Debemos reflexionar sobre nuestros problemas. De entrada, el principal es constatar la amplitud del foso entre la retórica y la realidad en nuestras relaciones internas. ¿No hablamos de la familia socialista? ¿No explicamos el partido como casa común? ¿No nos presiden los ideales de fraternidad y de solidaridad?
Pero, al mismo tiempo, a veces ¿no ha podido aplicarse a nuestras relaciones internas lo que un ex alcalde de Lyon - Noir- achacaba a la clase política francesa? “Francia está enferma, enferma del clima de cada uno a lo suyo que prevalece hoy en día, un clima que enfrenta a unos contra otros y alimenta el temor, la tensión, la intolerancia y la exclusión”.

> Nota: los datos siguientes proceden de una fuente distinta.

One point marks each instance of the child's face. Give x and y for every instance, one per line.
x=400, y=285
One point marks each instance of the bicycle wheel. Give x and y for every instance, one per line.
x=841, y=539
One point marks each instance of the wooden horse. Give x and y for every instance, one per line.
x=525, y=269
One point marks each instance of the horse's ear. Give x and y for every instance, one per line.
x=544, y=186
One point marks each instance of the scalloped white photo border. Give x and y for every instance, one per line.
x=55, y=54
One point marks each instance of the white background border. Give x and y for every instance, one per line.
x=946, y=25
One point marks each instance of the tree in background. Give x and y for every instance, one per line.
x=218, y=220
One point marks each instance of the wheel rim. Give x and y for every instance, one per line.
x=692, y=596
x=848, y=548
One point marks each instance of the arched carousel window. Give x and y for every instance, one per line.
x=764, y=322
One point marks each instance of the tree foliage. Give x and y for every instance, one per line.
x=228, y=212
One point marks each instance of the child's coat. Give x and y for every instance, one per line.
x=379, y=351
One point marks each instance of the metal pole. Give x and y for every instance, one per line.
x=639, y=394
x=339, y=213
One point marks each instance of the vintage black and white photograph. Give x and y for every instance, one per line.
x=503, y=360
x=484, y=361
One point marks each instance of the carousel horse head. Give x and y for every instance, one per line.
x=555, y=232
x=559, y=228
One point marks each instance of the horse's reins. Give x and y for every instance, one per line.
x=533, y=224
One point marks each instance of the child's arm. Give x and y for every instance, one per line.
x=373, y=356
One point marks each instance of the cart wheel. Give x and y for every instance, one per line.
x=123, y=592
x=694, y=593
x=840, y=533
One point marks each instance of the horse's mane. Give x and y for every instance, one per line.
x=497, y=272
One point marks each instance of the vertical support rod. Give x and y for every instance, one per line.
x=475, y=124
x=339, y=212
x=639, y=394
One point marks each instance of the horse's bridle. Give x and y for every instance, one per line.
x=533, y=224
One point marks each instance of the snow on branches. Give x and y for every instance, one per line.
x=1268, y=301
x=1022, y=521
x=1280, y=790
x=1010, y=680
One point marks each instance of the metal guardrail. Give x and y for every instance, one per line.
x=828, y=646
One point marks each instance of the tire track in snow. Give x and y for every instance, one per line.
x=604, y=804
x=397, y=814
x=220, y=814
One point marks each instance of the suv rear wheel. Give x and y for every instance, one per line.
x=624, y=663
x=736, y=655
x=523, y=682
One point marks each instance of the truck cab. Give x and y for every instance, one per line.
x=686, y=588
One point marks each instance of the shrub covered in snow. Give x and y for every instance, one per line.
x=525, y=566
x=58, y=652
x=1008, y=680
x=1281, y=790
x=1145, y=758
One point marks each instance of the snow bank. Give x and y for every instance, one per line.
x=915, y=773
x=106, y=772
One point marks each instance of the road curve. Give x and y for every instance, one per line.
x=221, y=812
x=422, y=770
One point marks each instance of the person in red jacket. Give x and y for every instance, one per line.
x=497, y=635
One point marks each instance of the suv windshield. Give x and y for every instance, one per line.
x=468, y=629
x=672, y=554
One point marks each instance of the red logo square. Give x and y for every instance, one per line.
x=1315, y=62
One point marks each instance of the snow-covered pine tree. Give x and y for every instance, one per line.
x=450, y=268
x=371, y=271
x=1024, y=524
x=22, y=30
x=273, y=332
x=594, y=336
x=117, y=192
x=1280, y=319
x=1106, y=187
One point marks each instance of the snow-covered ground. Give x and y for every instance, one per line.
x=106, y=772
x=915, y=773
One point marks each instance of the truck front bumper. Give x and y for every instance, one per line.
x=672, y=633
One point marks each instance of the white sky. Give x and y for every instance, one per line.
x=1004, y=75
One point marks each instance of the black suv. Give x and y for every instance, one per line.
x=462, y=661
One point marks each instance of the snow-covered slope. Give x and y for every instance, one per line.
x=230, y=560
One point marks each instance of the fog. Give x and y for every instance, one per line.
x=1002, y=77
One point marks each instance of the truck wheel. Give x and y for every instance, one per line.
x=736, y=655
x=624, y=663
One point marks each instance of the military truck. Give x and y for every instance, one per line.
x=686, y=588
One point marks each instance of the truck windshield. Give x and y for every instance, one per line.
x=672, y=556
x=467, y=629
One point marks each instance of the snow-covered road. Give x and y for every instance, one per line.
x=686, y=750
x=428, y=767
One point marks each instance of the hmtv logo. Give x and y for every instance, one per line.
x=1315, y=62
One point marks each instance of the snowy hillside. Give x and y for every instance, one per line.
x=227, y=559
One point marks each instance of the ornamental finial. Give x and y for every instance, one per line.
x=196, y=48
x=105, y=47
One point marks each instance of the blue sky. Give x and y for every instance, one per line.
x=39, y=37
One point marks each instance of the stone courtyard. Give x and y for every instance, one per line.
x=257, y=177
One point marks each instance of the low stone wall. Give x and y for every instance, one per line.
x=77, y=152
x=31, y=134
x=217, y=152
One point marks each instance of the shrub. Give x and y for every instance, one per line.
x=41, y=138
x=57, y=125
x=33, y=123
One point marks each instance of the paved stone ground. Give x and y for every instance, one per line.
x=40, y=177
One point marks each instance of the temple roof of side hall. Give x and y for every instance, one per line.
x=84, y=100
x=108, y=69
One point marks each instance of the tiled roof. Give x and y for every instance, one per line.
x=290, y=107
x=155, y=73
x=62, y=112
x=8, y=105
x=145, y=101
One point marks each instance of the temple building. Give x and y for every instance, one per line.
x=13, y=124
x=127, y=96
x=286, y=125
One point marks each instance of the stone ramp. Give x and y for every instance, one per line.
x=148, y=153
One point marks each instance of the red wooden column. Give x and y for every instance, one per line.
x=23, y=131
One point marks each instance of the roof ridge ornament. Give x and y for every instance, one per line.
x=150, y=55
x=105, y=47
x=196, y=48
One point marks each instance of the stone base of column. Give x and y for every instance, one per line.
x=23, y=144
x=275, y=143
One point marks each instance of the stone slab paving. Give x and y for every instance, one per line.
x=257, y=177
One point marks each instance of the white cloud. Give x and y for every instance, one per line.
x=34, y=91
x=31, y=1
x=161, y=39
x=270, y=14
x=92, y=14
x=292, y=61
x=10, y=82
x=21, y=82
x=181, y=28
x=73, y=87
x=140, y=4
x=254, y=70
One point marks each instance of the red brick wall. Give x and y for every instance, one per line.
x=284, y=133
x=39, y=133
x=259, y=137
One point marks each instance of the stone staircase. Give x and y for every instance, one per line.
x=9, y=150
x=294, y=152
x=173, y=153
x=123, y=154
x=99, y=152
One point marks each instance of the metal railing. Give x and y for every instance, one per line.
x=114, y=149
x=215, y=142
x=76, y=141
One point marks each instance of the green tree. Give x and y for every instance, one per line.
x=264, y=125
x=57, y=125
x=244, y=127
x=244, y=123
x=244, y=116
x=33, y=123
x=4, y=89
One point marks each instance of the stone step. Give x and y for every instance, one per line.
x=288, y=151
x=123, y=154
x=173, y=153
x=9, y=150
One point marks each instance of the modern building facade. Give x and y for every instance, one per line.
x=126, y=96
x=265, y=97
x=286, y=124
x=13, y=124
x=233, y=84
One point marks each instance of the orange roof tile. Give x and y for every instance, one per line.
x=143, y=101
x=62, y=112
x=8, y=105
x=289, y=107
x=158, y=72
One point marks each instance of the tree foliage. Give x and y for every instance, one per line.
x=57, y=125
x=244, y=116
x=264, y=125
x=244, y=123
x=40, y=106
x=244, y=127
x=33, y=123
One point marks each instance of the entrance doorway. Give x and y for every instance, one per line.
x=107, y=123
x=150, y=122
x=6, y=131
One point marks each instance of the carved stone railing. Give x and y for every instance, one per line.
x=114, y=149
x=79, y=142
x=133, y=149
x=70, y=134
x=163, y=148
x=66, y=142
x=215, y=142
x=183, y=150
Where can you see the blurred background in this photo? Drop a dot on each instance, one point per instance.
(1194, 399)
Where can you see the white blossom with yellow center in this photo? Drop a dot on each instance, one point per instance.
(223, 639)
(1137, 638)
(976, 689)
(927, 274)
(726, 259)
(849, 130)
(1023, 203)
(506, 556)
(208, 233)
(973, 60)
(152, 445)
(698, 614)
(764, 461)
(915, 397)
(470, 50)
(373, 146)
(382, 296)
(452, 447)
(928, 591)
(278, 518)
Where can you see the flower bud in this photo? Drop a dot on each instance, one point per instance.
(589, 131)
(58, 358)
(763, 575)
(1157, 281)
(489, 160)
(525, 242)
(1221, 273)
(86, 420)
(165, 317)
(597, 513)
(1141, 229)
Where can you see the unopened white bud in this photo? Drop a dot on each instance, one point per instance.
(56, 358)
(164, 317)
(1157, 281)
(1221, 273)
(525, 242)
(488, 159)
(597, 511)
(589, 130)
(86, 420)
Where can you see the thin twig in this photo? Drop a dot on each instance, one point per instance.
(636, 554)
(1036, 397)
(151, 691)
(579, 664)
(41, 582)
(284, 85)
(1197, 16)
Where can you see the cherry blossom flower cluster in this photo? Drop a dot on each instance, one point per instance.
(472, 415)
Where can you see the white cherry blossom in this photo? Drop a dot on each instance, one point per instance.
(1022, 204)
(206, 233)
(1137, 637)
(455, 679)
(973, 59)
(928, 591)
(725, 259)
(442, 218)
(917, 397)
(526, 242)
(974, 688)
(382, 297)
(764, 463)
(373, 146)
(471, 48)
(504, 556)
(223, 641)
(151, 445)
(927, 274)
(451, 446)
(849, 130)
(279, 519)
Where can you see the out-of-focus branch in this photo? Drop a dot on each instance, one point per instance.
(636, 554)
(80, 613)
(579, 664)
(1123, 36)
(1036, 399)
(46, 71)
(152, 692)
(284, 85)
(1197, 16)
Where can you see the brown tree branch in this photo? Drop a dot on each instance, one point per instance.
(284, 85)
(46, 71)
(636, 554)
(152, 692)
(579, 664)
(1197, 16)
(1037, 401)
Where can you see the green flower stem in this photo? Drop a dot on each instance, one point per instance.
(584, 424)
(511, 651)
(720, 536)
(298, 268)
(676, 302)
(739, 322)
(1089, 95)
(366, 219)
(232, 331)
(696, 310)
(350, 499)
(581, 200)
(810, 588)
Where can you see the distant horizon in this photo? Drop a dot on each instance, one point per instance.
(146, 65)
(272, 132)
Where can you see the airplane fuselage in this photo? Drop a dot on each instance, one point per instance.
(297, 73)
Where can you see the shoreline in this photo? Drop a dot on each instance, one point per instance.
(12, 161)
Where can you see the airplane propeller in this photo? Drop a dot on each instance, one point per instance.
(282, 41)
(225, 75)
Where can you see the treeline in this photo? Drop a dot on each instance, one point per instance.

Ante ese panorama, ¿rebajamos la retórica al nivel de la realidad o elevamos la realidad al de la retórica? Se impone lo segundo. Se habla de unidad, integración, coherencia, lealtad, ética, que son palabras a las que se ha sometido a un empleo frívolo hasta el manoseo. Pero Vaclav Havel decía que la misma palabra puede ser verdadera un día y falsa otro, un día luminosa y otro decepcionante. Hay que desconfiar, por tanto, inicialmente de las palabras. Es más conveniente, por eso, caminar desde la desconfianza a la confianza que hacer el camino inverso, que es el itinerario siempre doloroso de la frustración, del desengaño o de la decepción. Para lograrlo, la razón debe ser generosa y el corazón eficaz, decía Rocard.
El presidente checo dijo que “La gente que odia desea alcanzar lo inalcanzable y se consume ante la imposibilidad de alcanzarlo, carecen de la capacidad de dudar de lo propio, de relativizar sus propias posiciones. Tienden a lo absoluto y, en política, al poder absoluto”. El odio, que se manifiesta en los vetos, el doble lenguaje y el linchamiento moral del otro, destruye porque conduce a la intransigencia. Lo contrario es la tolerancia. Pero si la tolerancia es ilimitada, la osadía de los desaprensivos y arribistas exige a los demás una precaución: que la tolerancia tiene un límite: lo intolerable.
Ante cualquier comportamiento inapropiado hay que estar con Wittgenstein: “Que la ética es más para ser mostrada, que para ser dicha”. Se impone un muro de rechazo y de valores: “Si esa política exige canallas, que no cuenten con nosotros”. Se llama rearme moral. Corría el 22 de diciembre de 1992.